Stunting is defined as being at least 2 standard deviations (SD) below the average of the reference group for your height, sex and age. Wasting is defined as being at least 2 SD below average weight for your height and sex. The reference group is an international sample of socio-economically advantaged breast fed children.

Commenter “Someguy” pointed out that using stunting rates to measure how malnourished a certain ethnic group was is faulty because some groups might be genetically shorter than others. I agree but was unsure if this genetic difference would show up in young children. After all, the World Health Organization (WHO) claims children of all ethnic groups grow similarly when breast fed and born and raised healthy, at least up to age five, and so a single reference group can be applied internationally.

Further, Arthur Jensen stated that (in his population) height has a heritability of 0.95 in early adulthood, but only 0.30 in infancy. With genes having only moderate effects in the first years of life, this made it seem quite plausible that all races (with the exception of pygmies) could use the same growth chart to measure nutritional status.

However even comparing different races in First World countries show large differences in early childhood height. For example averaging across ages zero, 0.5, 1.5, 2.5, 3.5 and 4.5 years, Dutch boys (see table 1) are 1.02 SD taller than Japanese boys (Japanese SD used since the Dutch one not provided).

To be sure this is much smaller than the 1.93 SD height gap that shows up at age 17.5, consistent with the square root of height heritability being almost twice as high in early adulthood compared to infancy.
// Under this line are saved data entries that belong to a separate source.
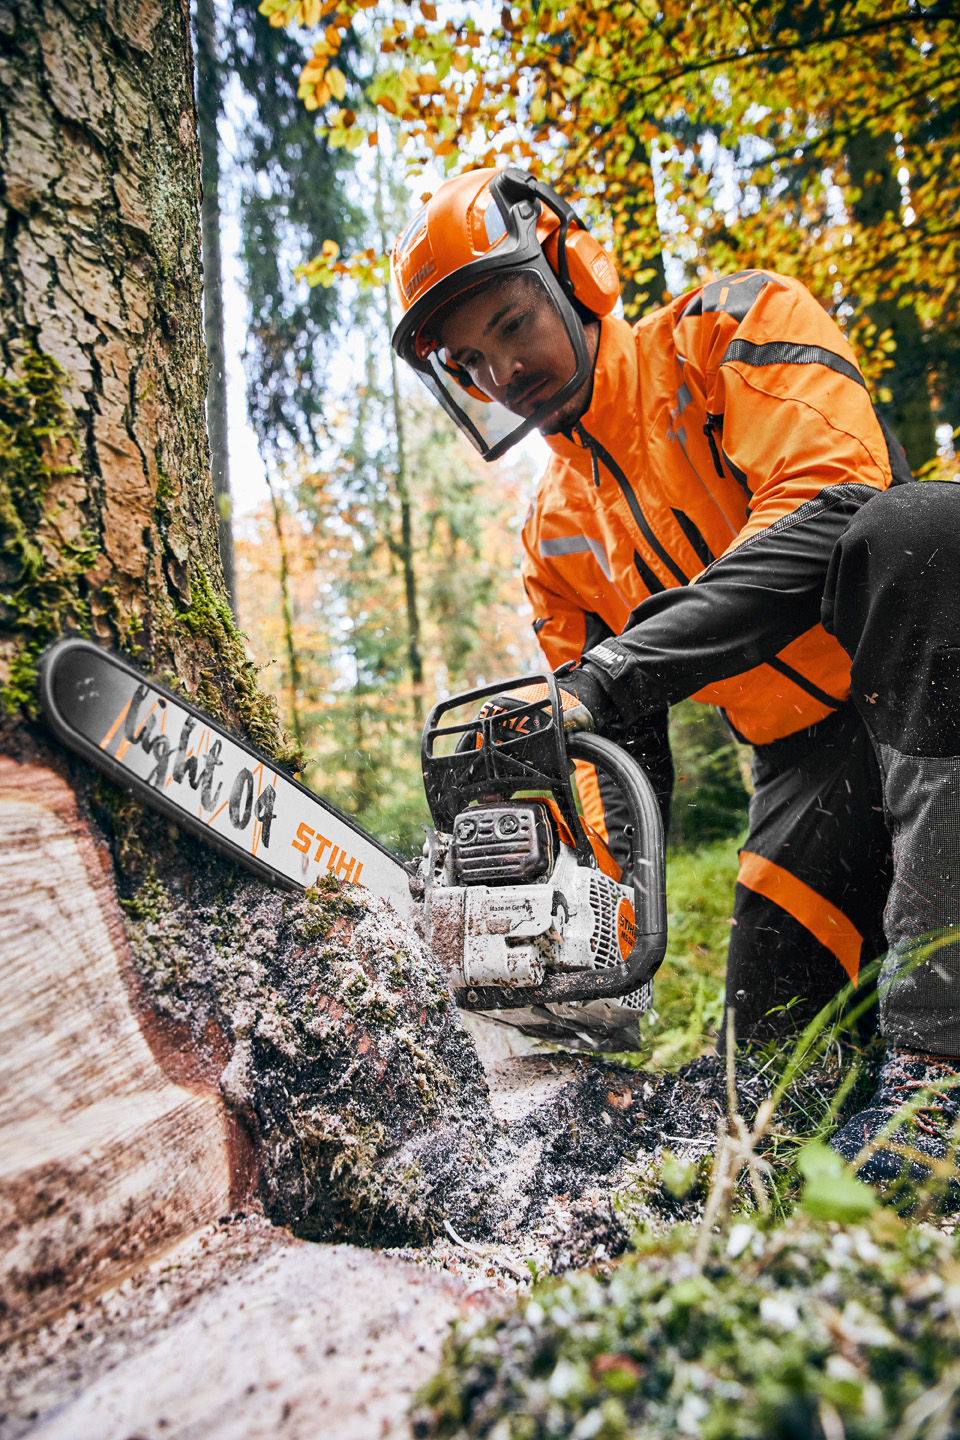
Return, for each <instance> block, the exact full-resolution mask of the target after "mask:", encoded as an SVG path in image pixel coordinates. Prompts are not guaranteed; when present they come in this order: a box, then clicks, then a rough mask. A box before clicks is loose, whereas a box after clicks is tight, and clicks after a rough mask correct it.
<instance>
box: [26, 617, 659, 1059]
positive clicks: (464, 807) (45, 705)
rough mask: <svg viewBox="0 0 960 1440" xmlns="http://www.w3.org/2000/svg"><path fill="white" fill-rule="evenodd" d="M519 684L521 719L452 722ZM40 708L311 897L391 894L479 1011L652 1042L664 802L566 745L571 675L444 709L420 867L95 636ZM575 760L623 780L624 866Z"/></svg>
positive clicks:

It is sometimes said that in most ethnic groups, well nourished kids are within half an SD of the WHO growth chart so close enough, but if one population is half an SD above and another half an SD below, that’s a 1 SD difference!

And because small differences in the mean create huge differences at the extremes, a 1 SD gap means the shorter group will show about 7% of their population stunting while the taller group will show only 0.6% despite the fact that both groups have equal nutrition! That’s a little too much error for comfort.

If the World Health Organization is serious about measuring malnutrition, they should invest in getting us better polygenic scores for height. Only then could they say with accuracy that a given population is below their genetic height potential, and thus malnourished.